A Model of Sunspot Number with Modified Logistic Function

Abstract: Solar cycles are studied with the Version 2 monthly smoothed international sunspot number, the variations of which are found to be well represented by the modified logistic differential equation with four parameters: maximum cumulative sunspot number or total sunspot number $x_m$, initial cumulative sunspot number $x_0$, maximum emergence rate $r_0$, and asymmetry $\alpha$. A two-parameter function is obtained by taking $\alpha$ and $r_0$ as fixed value. In addition, it is found that $x_m$ and $x_0$ can be well determined at the start of a cycle. Therefore, a prediction model of sunspot number is established based on the two-parameter function.

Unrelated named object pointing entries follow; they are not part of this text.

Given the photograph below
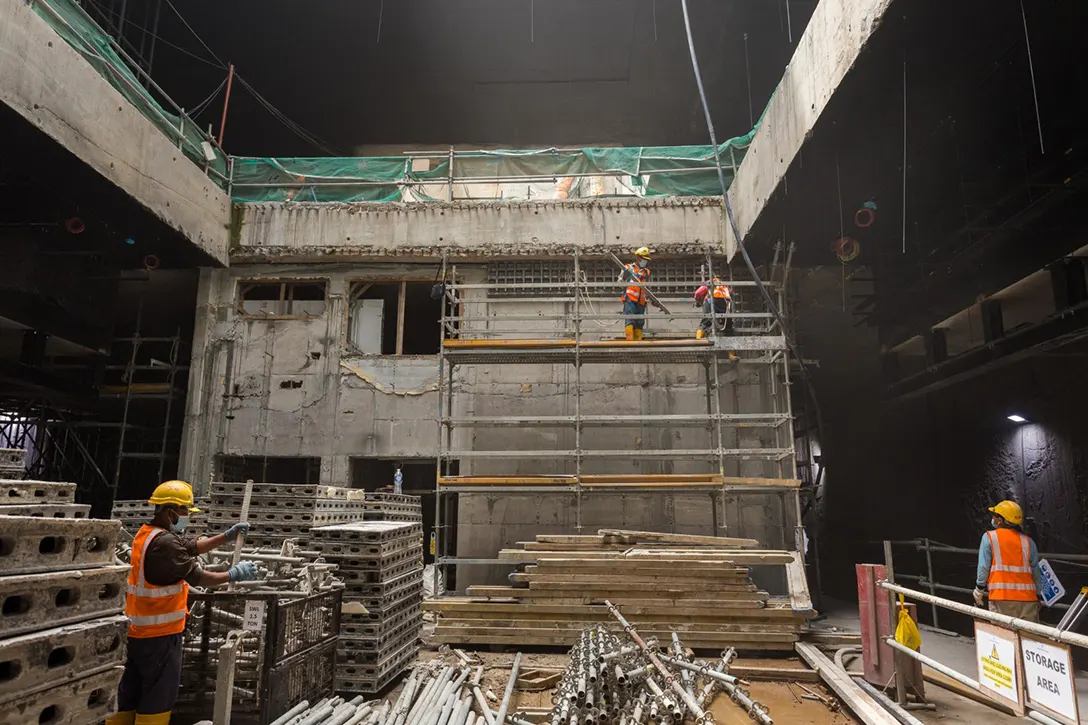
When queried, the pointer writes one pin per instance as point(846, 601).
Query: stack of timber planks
point(697, 587)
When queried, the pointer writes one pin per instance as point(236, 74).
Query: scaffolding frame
point(481, 340)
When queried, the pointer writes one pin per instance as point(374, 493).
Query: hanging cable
point(196, 110)
point(737, 233)
point(98, 5)
point(309, 137)
point(199, 39)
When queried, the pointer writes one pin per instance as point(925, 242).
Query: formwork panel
point(47, 510)
point(33, 602)
point(22, 492)
point(84, 701)
point(46, 658)
point(29, 543)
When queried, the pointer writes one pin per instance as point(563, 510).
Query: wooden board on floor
point(690, 539)
point(860, 702)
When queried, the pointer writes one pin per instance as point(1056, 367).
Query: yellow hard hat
point(177, 493)
point(1009, 511)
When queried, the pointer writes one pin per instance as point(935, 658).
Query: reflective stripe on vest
point(152, 611)
point(633, 293)
point(1011, 578)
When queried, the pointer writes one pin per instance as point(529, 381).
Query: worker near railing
point(163, 565)
point(716, 298)
point(634, 296)
point(1009, 566)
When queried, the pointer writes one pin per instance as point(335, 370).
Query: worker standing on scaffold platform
point(634, 296)
point(1009, 566)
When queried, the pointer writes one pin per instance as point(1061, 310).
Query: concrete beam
point(831, 42)
point(492, 230)
point(49, 84)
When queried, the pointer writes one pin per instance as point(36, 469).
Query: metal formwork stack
point(382, 567)
point(391, 507)
point(279, 512)
point(134, 513)
point(62, 630)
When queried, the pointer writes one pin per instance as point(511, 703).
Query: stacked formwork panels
point(382, 566)
point(279, 512)
point(63, 631)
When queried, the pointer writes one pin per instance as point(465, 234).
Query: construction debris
point(701, 589)
point(62, 633)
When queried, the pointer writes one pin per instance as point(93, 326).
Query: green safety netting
point(72, 23)
point(657, 171)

The prediction for cycles $4-23$ shows that the solar maximum can be predicted with average relative error being 8.8\% and maximum relative error being 22\% in cycle 15 at the start of solar cycles if solar minima are already known. The quasi-online method for determining solar minimum moment shows that we can obtain the solar minimum 14 months after the start of a cycle. Besides, our model can predict the cycle length with the average relative error being 9.5\% and maximum relative error being 22\% in cycle 4. Furthermore, we predict the sunspot number variations of cycle 24 with the relative errors of the solar maximum and ascent time being 1.4\% and 12\%, respectively, and the predicted cycle length is 11.0 (95\% confidence interval is 8.3$-$12.9) years. The comparison to the observation of cycle 24 shows that our prediction model has good effectiveness.